## Genetic Algorithm
_________
#### The Genetic Algorithm(GA) is an evolutionary algorithm(EA) inspired by Charles Darwin’s theory of natural selection which espouses Survival of the fittest. As per the natural selection theory, the fittest individuals are selected to produce offsprings. The fittest parents' characteristics are then passed on to their offsprings using cross-over and mutation to ensure better chances of survival. Genetic algorithms are randomized search algorithms that generate high-quality optimization solutions by imitating the biologically inspired natural selection process such as selection, cross-over, and mutation.

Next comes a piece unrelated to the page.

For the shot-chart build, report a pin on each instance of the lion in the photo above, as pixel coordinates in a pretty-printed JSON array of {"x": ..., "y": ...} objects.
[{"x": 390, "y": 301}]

### Terminology for Genetic Algorithm
![](https://miro.medium.com/max/695/1*vIrsxg12DSltpdWoO561yA.png)
#### **Population** contains a set of possible solutions for the stochastic search process to begin. GA will iterate over multiple generations till it finds an acceptable and optimized solution. First-generation is randomly generated.
#### **Chromosome** represents one candidate solution present in the generation or population. A chromosome is also referred to as a Genotype. A chromosome is composed of Genes that contain the value for the optimal variables.
#### **Phenotype** is the decoded parameter list for the genotype that is processed by the Genetic Algorithm. Mapping is applied to the genotype to convert to a phenotype.
#### The **Fitness function** or the objective function evaluates the individual solution or phenotypes for every generation to identify the fittest members.
__________
### Different Genetic Operators
#### **Selection** is the process of selecting the fittest solution from a population, and then the fittest solutions act as parents of the next generation of solutions. This allows the next generation to inherit the strong features naturally. Selection can be performed using Roulette Wheel Selection or **Ranked Selection** based on the fitness value.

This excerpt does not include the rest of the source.